Hi all,
I have (an imputed) GWAS that only has z-score and p-values. I want to convert z-score into beta and SE. My ultimate goal is to use log(odds ratio) with its corresponding standard error to run COJO analysis. I came across this post [Caclulate effect estimates and SE from Z scores] that describes the formula to convert z-score into SE. I tested it on a SNP whose SE I have from GWAS but answers are not matching.

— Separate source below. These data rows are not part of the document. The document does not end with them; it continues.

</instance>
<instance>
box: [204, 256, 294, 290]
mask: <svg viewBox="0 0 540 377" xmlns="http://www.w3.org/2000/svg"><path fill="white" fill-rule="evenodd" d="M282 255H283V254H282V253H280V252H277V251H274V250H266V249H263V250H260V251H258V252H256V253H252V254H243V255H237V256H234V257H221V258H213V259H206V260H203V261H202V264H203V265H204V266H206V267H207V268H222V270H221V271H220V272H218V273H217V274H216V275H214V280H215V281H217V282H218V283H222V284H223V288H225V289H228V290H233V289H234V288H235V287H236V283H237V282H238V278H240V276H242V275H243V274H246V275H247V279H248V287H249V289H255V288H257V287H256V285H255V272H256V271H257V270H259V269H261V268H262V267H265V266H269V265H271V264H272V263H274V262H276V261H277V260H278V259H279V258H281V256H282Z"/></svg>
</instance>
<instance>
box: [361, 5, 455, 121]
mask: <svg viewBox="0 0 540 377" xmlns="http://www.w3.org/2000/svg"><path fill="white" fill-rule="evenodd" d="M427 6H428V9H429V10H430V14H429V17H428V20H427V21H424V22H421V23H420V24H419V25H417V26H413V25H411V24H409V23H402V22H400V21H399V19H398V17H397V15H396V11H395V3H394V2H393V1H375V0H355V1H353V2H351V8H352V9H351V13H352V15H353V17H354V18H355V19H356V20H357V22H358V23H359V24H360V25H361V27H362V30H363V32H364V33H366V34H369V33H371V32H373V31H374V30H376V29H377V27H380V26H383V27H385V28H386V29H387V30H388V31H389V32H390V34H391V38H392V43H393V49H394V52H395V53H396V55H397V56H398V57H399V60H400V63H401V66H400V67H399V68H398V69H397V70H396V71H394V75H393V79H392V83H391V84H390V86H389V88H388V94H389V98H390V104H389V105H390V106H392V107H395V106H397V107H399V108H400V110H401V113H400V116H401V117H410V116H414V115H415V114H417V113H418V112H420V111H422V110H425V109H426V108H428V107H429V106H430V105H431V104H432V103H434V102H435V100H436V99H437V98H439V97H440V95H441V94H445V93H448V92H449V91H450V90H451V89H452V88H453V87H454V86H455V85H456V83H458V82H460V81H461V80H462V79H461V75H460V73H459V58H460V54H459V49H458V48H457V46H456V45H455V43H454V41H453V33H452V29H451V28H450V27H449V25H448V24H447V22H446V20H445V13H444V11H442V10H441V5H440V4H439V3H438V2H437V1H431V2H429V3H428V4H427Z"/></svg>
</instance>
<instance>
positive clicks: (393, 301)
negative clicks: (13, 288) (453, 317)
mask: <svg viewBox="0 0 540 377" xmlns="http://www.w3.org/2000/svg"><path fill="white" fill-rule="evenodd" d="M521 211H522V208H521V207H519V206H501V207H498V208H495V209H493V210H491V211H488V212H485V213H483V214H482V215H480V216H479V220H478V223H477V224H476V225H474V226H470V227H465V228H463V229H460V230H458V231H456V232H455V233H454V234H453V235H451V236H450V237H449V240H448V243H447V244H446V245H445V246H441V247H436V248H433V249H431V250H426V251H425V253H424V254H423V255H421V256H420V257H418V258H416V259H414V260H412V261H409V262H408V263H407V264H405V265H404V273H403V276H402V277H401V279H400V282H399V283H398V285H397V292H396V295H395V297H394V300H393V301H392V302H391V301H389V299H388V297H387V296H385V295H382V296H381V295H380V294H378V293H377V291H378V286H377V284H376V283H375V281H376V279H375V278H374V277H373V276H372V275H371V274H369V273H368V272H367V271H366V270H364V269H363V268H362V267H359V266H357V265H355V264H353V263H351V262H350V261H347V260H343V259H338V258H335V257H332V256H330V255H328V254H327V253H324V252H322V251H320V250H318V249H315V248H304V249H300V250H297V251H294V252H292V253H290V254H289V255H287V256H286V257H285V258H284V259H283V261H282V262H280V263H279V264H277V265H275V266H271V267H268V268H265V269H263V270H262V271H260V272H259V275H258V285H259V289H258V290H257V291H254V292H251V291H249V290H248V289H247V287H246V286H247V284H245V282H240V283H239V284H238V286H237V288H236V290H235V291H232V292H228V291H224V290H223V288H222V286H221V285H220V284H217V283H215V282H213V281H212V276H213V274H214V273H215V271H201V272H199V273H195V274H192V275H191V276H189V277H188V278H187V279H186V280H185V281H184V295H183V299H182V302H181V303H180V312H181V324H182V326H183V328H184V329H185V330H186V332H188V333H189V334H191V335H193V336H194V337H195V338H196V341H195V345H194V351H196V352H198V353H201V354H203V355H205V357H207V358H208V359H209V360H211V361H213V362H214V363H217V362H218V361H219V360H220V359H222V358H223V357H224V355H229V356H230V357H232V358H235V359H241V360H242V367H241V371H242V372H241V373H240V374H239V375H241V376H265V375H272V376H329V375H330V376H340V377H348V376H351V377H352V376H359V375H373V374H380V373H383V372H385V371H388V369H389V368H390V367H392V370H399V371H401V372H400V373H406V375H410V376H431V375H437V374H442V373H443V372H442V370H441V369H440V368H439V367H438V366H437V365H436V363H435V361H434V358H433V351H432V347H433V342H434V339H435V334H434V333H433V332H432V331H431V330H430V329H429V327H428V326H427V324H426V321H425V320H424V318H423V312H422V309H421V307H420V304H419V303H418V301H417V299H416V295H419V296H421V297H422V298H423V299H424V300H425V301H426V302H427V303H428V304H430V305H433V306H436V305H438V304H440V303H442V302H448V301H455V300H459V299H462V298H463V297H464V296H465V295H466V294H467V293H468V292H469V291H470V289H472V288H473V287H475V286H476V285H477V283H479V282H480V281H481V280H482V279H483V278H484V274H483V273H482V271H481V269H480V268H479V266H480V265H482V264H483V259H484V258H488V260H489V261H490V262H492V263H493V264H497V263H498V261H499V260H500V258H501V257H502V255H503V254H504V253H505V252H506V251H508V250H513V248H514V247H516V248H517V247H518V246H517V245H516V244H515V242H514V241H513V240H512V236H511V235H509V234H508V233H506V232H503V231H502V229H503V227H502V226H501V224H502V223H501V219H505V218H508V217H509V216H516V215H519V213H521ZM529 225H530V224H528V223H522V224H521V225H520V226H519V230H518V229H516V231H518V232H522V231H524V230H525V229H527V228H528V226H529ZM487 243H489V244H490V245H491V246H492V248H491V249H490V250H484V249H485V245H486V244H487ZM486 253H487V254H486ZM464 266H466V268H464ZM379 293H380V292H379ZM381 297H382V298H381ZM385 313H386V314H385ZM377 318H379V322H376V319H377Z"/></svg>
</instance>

Formula = SE = 1/ sqrt(2p(1− p)(n + z^2))
zscore = z = 0.50795203
frequency = p = 0.123274
sample size = n = 375752
when I run the code in R, it gives
> SE = 1/sqrt((2*p)*(1-p)*(n+z^2))
> SE
[1] 0.003508864
However, the real SE as in my GWAS is 0.0252602590 and beta is 0.012831. A snippet from my GWAS is
variant_id panel_variant_id chromosome position effect_allele non_effect_allele current_build frequency sample_size zscore pvalue effect_size standard_error imputation_status n_cases
rs143225517 chr1_816376_T_C_b38 chr1 816376 C T hg38 0.123274 375752 0.50795203 0.611487 0.012831 0.025260259097695255 original 59674.0
I am not sure where I am going wrong. Can anyone please point me in right direction?